Hospital car park plan is put back
NEIGHBOURING ROADS BEAR BRUNT OF PROBLEM:
THE multi-storey car park planned for Queen’s Hospital in Burton has been postponed for another year.
Its postponement until the financial year 2021/2022 could see the University Hospitals of Derby and Burton NHS Foundation Trust forced to reapply for planning permission.
It had scrapped the start date for the car park in September last year, several months after claiming it had been “deferred” but not “delayed”.
Meanwhile, the organisation has revealed new plans to build a new orthopaedic treatment centre (specialising in the care of bones and muscles) at the London Road Community Hospital in Derby. This would be to help quash the trust’s growing backlog in cases caused by the pandemic.
The trust is spending £40,000 to develop a full business case for the new centre but realises it will not resolve the backlog in cases in the short-term.

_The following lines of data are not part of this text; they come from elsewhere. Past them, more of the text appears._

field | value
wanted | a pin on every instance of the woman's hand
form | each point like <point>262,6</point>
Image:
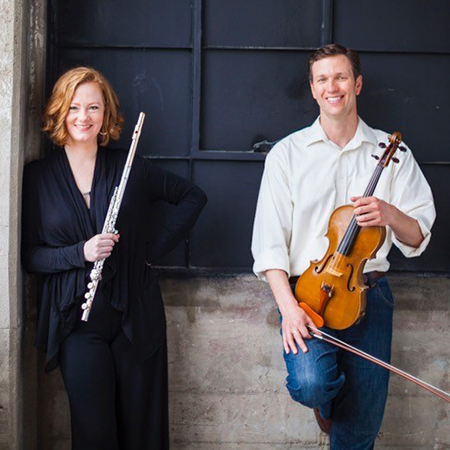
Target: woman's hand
<point>100,246</point>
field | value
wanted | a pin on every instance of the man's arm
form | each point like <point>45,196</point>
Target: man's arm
<point>371,211</point>
<point>294,318</point>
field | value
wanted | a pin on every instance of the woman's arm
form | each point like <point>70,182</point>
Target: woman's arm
<point>37,257</point>
<point>189,200</point>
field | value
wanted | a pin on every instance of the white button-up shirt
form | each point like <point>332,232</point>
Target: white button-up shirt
<point>306,177</point>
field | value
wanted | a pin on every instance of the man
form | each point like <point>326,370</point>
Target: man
<point>307,175</point>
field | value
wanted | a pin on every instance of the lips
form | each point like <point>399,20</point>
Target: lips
<point>83,127</point>
<point>335,99</point>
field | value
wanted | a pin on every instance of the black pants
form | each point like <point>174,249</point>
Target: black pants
<point>115,401</point>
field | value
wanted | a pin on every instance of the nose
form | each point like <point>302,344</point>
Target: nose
<point>332,86</point>
<point>83,114</point>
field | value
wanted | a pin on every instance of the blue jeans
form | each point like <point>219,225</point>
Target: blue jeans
<point>349,390</point>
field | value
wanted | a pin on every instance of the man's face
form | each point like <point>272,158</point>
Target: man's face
<point>334,86</point>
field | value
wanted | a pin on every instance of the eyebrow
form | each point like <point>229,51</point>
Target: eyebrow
<point>92,103</point>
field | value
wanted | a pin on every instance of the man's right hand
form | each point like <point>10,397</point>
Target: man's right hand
<point>100,246</point>
<point>294,329</point>
<point>295,318</point>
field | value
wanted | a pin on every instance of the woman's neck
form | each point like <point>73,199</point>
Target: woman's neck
<point>79,152</point>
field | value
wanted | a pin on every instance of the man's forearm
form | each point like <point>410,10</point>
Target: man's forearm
<point>406,229</point>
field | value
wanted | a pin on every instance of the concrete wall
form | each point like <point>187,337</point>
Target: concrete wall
<point>21,73</point>
<point>12,86</point>
<point>227,372</point>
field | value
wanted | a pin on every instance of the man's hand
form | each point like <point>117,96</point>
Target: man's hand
<point>100,246</point>
<point>294,329</point>
<point>371,211</point>
<point>294,318</point>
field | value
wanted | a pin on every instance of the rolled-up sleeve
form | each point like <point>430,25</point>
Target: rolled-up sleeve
<point>273,218</point>
<point>412,195</point>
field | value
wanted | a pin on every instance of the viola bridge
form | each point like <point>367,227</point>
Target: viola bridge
<point>334,272</point>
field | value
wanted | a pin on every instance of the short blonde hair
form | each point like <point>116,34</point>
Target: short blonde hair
<point>58,106</point>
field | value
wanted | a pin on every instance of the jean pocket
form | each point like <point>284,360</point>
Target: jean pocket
<point>384,292</point>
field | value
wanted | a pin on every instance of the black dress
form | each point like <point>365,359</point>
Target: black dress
<point>57,223</point>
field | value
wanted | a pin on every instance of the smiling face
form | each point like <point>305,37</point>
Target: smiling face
<point>85,117</point>
<point>334,87</point>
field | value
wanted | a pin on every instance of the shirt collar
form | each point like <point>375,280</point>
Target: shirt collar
<point>363,134</point>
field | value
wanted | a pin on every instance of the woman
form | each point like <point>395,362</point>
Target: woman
<point>115,365</point>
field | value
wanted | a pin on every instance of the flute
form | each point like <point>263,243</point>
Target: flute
<point>110,220</point>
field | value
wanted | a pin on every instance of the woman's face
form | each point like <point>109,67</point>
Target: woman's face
<point>85,117</point>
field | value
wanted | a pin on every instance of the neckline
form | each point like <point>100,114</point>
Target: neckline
<point>78,194</point>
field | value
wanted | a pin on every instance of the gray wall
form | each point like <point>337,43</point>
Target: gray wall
<point>227,371</point>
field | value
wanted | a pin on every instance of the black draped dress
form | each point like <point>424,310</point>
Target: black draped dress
<point>57,223</point>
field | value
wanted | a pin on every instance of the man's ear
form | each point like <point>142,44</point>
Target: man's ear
<point>313,93</point>
<point>358,85</point>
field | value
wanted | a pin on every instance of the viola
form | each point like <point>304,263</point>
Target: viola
<point>331,290</point>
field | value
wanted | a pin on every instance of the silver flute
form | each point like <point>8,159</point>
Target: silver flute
<point>110,220</point>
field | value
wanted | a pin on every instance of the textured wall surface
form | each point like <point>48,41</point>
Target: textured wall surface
<point>227,373</point>
<point>21,72</point>
<point>12,60</point>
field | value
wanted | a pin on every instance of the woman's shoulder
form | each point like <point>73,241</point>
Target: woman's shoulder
<point>38,167</point>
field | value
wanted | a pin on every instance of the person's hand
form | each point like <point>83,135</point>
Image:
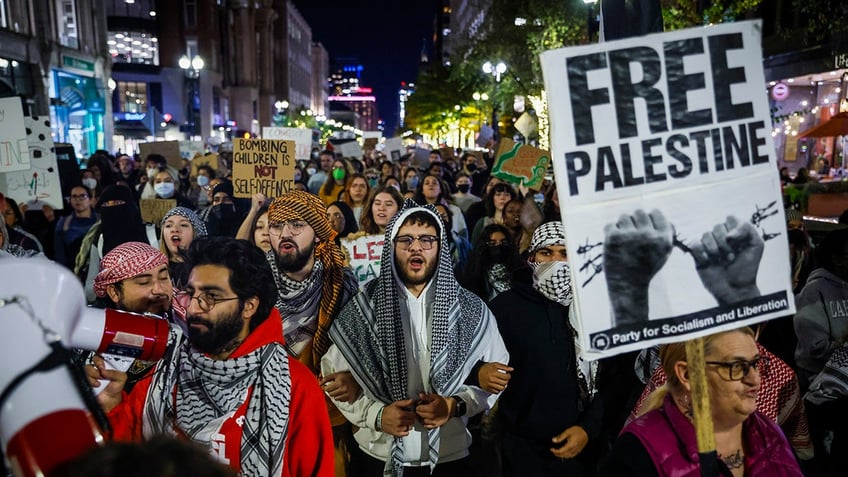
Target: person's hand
<point>570,441</point>
<point>340,386</point>
<point>727,260</point>
<point>257,201</point>
<point>434,410</point>
<point>398,418</point>
<point>111,395</point>
<point>493,377</point>
<point>635,249</point>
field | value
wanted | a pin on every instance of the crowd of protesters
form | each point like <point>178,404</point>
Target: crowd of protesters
<point>458,358</point>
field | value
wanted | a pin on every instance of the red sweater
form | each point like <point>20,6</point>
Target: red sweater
<point>309,441</point>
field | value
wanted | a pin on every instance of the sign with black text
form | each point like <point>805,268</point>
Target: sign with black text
<point>665,171</point>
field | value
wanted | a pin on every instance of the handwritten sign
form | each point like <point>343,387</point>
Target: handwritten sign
<point>169,149</point>
<point>262,165</point>
<point>14,152</point>
<point>517,163</point>
<point>41,182</point>
<point>364,253</point>
<point>302,139</point>
<point>152,210</point>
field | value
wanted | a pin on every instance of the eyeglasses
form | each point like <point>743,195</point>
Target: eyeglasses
<point>295,227</point>
<point>737,370</point>
<point>205,300</point>
<point>405,241</point>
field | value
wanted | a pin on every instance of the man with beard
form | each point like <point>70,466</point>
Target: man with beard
<point>134,277</point>
<point>549,411</point>
<point>411,340</point>
<point>312,286</point>
<point>230,385</point>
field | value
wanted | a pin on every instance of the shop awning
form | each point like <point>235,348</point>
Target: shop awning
<point>835,126</point>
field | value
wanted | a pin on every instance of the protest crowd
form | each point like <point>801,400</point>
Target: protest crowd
<point>412,316</point>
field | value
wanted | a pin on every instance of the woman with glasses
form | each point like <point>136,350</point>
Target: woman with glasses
<point>662,440</point>
<point>71,229</point>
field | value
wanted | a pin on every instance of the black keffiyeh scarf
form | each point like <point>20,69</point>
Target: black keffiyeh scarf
<point>208,390</point>
<point>370,334</point>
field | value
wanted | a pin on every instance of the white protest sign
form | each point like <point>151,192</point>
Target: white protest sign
<point>41,180</point>
<point>14,153</point>
<point>350,149</point>
<point>302,139</point>
<point>364,253</point>
<point>665,172</point>
<point>393,149</point>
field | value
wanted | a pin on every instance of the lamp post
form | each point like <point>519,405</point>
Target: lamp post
<point>192,68</point>
<point>496,71</point>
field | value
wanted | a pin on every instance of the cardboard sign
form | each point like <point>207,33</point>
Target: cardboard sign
<point>14,151</point>
<point>41,181</point>
<point>152,210</point>
<point>262,165</point>
<point>666,179</point>
<point>393,149</point>
<point>350,149</point>
<point>364,253</point>
<point>169,149</point>
<point>302,139</point>
<point>517,163</point>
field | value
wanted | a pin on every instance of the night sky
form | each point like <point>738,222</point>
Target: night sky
<point>386,36</point>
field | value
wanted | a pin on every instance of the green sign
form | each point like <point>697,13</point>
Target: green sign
<point>77,63</point>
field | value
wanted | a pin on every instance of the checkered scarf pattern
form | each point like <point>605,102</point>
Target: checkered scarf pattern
<point>198,225</point>
<point>126,261</point>
<point>300,205</point>
<point>779,399</point>
<point>369,333</point>
<point>208,390</point>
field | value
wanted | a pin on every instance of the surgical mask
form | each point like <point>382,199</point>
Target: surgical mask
<point>164,189</point>
<point>553,280</point>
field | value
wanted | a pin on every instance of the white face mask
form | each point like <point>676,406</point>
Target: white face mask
<point>553,280</point>
<point>90,182</point>
<point>164,189</point>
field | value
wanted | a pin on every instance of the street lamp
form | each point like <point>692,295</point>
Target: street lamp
<point>494,70</point>
<point>192,68</point>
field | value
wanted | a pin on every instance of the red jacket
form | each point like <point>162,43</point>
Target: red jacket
<point>309,442</point>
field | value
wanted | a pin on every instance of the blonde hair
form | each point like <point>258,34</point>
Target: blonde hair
<point>670,355</point>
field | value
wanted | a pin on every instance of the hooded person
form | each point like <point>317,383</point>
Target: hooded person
<point>411,340</point>
<point>223,218</point>
<point>545,434</point>
<point>180,226</point>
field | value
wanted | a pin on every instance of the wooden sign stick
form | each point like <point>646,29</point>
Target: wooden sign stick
<point>697,368</point>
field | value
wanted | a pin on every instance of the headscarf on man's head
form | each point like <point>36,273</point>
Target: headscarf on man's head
<point>551,279</point>
<point>126,261</point>
<point>300,205</point>
<point>197,224</point>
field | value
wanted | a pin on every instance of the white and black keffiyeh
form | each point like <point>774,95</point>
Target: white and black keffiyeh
<point>208,390</point>
<point>370,334</point>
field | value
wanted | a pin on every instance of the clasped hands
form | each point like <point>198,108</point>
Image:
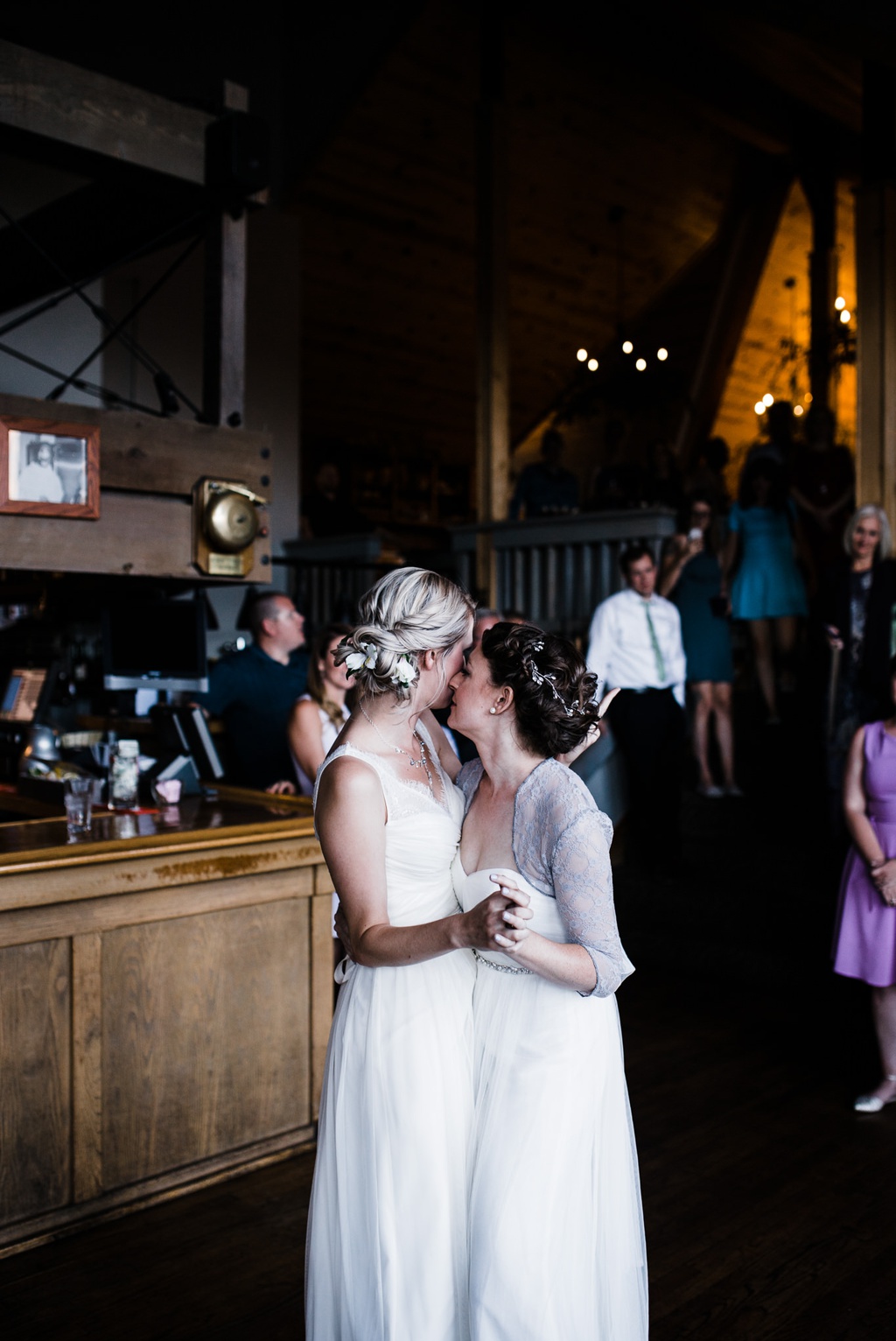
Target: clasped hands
<point>883,874</point>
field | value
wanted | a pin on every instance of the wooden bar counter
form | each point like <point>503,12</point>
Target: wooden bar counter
<point>165,1000</point>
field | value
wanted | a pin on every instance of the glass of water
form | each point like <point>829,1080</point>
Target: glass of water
<point>80,797</point>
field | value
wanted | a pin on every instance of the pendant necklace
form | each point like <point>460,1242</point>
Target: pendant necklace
<point>415,763</point>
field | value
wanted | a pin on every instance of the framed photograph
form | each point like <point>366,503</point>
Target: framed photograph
<point>48,468</point>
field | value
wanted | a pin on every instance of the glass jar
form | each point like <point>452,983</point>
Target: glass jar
<point>123,774</point>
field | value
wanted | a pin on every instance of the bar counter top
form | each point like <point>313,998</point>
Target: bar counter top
<point>231,816</point>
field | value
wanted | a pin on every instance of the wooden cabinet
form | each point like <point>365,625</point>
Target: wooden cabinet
<point>165,1003</point>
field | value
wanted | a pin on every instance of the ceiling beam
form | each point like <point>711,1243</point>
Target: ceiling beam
<point>94,114</point>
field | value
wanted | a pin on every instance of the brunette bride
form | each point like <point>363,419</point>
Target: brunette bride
<point>387,1257</point>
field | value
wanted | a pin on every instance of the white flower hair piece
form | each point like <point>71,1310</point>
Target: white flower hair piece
<point>362,660</point>
<point>405,670</point>
<point>549,680</point>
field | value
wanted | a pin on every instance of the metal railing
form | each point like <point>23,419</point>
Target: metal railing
<point>554,570</point>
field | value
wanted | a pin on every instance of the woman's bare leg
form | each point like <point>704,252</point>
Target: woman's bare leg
<point>702,713</point>
<point>762,650</point>
<point>724,730</point>
<point>884,1008</point>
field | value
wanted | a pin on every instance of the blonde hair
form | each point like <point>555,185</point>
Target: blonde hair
<point>884,544</point>
<point>405,613</point>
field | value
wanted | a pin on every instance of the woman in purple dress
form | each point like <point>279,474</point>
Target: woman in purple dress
<point>865,943</point>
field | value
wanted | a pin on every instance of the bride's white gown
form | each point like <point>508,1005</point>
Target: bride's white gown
<point>556,1230</point>
<point>387,1255</point>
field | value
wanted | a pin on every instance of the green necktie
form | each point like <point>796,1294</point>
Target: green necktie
<point>660,663</point>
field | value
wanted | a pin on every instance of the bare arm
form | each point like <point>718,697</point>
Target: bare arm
<point>350,821</point>
<point>306,738</point>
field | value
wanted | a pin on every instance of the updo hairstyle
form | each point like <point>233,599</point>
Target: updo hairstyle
<point>553,692</point>
<point>405,613</point>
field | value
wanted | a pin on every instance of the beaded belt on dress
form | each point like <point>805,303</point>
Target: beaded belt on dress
<point>500,968</point>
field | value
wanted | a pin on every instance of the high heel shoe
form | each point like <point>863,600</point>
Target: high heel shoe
<point>872,1103</point>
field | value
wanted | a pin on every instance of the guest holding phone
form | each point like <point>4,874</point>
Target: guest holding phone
<point>691,579</point>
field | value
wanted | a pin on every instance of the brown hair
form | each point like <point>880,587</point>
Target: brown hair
<point>554,693</point>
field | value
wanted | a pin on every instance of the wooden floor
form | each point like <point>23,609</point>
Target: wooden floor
<point>769,1204</point>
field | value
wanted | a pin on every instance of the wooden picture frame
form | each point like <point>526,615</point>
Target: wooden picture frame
<point>48,468</point>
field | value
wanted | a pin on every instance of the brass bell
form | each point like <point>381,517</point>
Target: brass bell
<point>231,522</point>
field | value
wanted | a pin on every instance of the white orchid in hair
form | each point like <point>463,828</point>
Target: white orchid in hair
<point>405,670</point>
<point>362,660</point>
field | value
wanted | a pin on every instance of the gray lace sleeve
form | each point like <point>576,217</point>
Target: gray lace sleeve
<point>563,845</point>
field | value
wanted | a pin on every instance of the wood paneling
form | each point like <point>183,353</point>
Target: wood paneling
<point>35,1071</point>
<point>203,1029</point>
<point>101,116</point>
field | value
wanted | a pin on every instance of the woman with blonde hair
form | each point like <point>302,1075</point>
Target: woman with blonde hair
<point>855,607</point>
<point>387,1250</point>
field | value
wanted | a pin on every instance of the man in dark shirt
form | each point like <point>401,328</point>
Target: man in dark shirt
<point>254,692</point>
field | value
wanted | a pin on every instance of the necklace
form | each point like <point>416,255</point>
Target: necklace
<point>415,763</point>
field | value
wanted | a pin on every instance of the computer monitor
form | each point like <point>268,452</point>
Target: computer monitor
<point>23,693</point>
<point>156,645</point>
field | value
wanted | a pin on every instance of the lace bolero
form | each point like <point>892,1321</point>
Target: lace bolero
<point>563,846</point>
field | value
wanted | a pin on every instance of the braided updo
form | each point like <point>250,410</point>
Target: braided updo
<point>407,612</point>
<point>554,695</point>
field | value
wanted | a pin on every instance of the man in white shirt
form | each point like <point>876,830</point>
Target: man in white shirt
<point>636,645</point>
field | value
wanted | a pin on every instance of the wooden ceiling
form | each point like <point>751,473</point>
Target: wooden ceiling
<point>604,114</point>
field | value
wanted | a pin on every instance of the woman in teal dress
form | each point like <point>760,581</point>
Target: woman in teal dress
<point>691,577</point>
<point>767,589</point>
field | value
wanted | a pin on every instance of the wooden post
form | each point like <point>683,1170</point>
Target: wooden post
<point>493,360</point>
<point>224,337</point>
<point>876,295</point>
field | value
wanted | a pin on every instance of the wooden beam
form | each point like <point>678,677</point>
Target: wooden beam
<point>57,101</point>
<point>493,352</point>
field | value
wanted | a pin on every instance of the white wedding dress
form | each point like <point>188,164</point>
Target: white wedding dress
<point>556,1229</point>
<point>387,1247</point>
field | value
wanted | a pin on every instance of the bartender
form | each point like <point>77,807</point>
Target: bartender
<point>254,691</point>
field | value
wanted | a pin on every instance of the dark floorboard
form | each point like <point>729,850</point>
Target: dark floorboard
<point>769,1204</point>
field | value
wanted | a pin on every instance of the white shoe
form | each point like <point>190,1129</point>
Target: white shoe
<point>872,1103</point>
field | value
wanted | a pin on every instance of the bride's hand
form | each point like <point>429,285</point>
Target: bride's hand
<point>513,928</point>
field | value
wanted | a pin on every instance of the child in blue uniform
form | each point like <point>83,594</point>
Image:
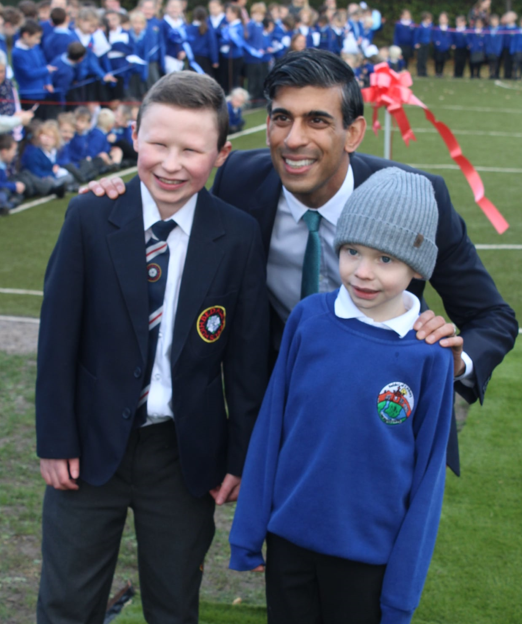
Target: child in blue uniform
<point>422,40</point>
<point>345,471</point>
<point>441,37</point>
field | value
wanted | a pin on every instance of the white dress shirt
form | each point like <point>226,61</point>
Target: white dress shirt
<point>159,402</point>
<point>287,250</point>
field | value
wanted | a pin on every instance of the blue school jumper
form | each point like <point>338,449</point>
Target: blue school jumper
<point>30,70</point>
<point>516,42</point>
<point>57,42</point>
<point>36,161</point>
<point>5,183</point>
<point>422,34</point>
<point>141,48</point>
<point>154,40</point>
<point>493,42</point>
<point>404,34</point>
<point>97,143</point>
<point>78,149</point>
<point>348,454</point>
<point>64,76</point>
<point>442,39</point>
<point>121,47</point>
<point>203,45</point>
<point>255,40</point>
<point>459,39</point>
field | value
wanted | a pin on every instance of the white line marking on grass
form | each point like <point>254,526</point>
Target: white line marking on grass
<point>253,130</point>
<point>517,247</point>
<point>457,168</point>
<point>19,319</point>
<point>515,135</point>
<point>477,109</point>
<point>16,291</point>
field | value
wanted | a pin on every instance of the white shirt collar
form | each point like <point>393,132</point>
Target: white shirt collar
<point>345,308</point>
<point>184,217</point>
<point>331,211</point>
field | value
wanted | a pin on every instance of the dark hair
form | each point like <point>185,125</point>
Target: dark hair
<point>30,27</point>
<point>58,16</point>
<point>187,89</point>
<point>200,15</point>
<point>317,68</point>
<point>29,9</point>
<point>6,141</point>
<point>76,51</point>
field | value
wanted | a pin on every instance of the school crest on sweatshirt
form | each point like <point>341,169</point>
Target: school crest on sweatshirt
<point>395,403</point>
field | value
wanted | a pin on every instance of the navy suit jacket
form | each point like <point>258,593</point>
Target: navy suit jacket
<point>249,181</point>
<point>94,332</point>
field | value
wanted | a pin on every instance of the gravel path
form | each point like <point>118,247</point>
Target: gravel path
<point>18,335</point>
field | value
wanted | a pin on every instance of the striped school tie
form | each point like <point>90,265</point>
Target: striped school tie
<point>312,259</point>
<point>157,258</point>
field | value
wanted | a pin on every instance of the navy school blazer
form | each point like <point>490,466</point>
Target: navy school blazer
<point>94,331</point>
<point>249,181</point>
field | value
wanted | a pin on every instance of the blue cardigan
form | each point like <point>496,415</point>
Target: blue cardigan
<point>348,455</point>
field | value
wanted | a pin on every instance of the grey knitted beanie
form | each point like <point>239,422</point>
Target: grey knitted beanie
<point>394,211</point>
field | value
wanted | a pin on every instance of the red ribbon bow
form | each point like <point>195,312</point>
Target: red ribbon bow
<point>390,89</point>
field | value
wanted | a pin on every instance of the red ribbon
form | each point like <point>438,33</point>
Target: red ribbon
<point>390,89</point>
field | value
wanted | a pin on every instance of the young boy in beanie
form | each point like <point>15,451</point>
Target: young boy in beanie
<point>344,476</point>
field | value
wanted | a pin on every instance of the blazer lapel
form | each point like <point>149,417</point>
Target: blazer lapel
<point>204,255</point>
<point>127,250</point>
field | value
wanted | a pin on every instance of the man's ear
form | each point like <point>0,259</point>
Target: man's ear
<point>223,154</point>
<point>355,134</point>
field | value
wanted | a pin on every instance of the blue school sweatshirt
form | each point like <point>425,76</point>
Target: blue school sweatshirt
<point>516,42</point>
<point>459,39</point>
<point>404,34</point>
<point>57,42</point>
<point>79,147</point>
<point>97,143</point>
<point>442,39</point>
<point>203,45</point>
<point>493,41</point>
<point>422,34</point>
<point>30,70</point>
<point>348,454</point>
<point>36,161</point>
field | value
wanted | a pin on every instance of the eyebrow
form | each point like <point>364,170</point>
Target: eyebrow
<point>318,113</point>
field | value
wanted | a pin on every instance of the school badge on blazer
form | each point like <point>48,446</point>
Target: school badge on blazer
<point>395,403</point>
<point>211,323</point>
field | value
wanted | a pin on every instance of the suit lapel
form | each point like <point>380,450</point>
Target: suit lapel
<point>127,250</point>
<point>204,255</point>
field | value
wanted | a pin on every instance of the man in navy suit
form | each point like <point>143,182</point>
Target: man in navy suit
<point>315,124</point>
<point>152,364</point>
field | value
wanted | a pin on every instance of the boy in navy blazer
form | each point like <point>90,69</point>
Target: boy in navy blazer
<point>151,366</point>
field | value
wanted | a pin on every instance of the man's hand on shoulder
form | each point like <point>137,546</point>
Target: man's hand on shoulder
<point>432,328</point>
<point>113,187</point>
<point>228,491</point>
<point>61,474</point>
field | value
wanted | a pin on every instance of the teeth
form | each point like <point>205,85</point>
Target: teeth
<point>296,164</point>
<point>173,182</point>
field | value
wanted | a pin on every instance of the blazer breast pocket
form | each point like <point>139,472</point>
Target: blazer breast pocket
<point>209,335</point>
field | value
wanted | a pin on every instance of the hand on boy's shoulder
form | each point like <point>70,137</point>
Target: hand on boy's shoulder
<point>113,187</point>
<point>432,329</point>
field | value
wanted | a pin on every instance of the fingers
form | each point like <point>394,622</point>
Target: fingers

UHDB announced its plans for a multi-storey car park on the Queen’s site in October 2017 hoping it would put an end to the woes being experienced by residents around the hospital site.
Neighbours say their roads are frequently filled with people attending the hospital and seeking to either avoid paying for car parking or to find a vacant spot.
In March 2019, East Staffordshire Borough Council approved the plans for what would be a 425-space threestorey car park, which was last priced at £2.3 million.
Planning permissions lapse after three years of inaction, which would be March 2022. Construction was due to start on the car park at the end of August in 2019 and be complete by March 2020.
However, in September last year, following a failed bid by the trust to gain an extra £59 million from the NHS and an urgent investigation into other funding options, there was no longer said to be an estimated start date for the new car park.
In trust board papers this week, the organisation says the car park has now slipped further into the financial year 2021-2022.
Last year the trust had also revealed that Derbyshire County Council had keen intentions to buy the Staffordshire project as an investment once it is complete.
However, the council denied this, saying it had no intentions of buying the car park but was moving forward with ways to help the hospital construct the car park – but would not say how much money this would cost.